Following the Highland Clearances, land raids occurred across rural Scotland in the late nineteenth and early twentieth centuries. Irish land reform proponent Michael Davitt was enthusiastically received when he did speaking tours in 1882 and 1887. The Vatersay Raiders lived in bad conditions on the islands of Barra and Mingulay so they decided to occupy land on Vatersay. The absentee landlord Emily Gordon Cathcart took them to court and they received two-month prison sentences in 1908. After an uproar they were released and Cathcart paid their travel home. Eventually the state purchased the island and it was divided up into crofts by the Congested Districts Board. The Seven Men of Knoydart carried out a land raid as late as 1948 as part of a publicity campaign for land reform on the Knoydart peninsula. The Colony was a squatted commontie in the Bennachie hills for 100 years starting in the 1830s. In 1946, a squatters movement rose up similar to the one in England and Wales in places such as Edinburgh, Glasgow, Peterhead and Wigtown. Derelict army camps were squatted as well the ex German consulate in Glasgow. The 1865 Trespass Act was used to prosecute squatters.

==Recent events==

Two squat actions were carried out as road protests. The Pollok Free State unsuccessfully fought plans to extend the M77 motorway through Pollok Country Park, whilst a camp at Bilston contested the construction of a bypass. In 2011, the former site of the Forest Café was briefly occupied by 100 people protesting against the lack of community spaces in Edinburgh.

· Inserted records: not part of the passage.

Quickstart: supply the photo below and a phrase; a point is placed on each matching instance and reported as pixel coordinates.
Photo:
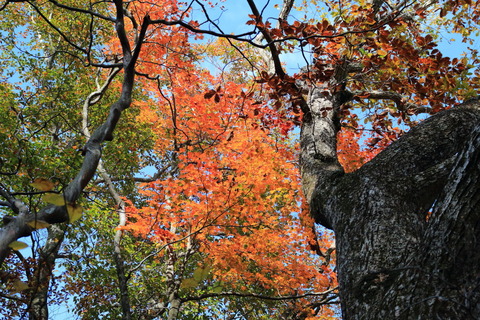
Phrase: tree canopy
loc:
(163, 163)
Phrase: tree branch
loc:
(260, 296)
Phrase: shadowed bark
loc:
(392, 262)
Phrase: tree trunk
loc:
(394, 261)
(38, 309)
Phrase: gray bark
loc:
(392, 262)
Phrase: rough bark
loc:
(38, 309)
(393, 262)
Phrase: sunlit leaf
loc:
(19, 286)
(188, 283)
(54, 198)
(42, 184)
(18, 245)
(38, 224)
(74, 212)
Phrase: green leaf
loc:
(42, 184)
(38, 224)
(201, 274)
(18, 245)
(54, 198)
(19, 286)
(188, 283)
(74, 212)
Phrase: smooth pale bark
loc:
(392, 262)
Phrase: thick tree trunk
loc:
(38, 309)
(393, 262)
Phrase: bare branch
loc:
(399, 100)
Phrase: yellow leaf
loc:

As part of the 2011 Occupy movement, land was squatted by Occupy Glasgow and Occupy Edinburgh. During the 2021 United Nations Climate Change Conference in Glasgow, commonly known as COP26, the derelict Hamish Allan Centre at Centre Street in Tradeston was occupied. The former shelter was renamed Baile Hoose and offered alternative accommodation for attendees of the conference, supported by the COP26 Coalition. Patrick Harvie, Minister for Zero Carbon Buildings, Active Travel and Tenants' Rights, endorsed the occupation whilst Glasgow City Council said the building was unsafe. The council went to court as the owner of the building and a sheriff principal granted a possession order. After four weeks, the activists left the building peacefully.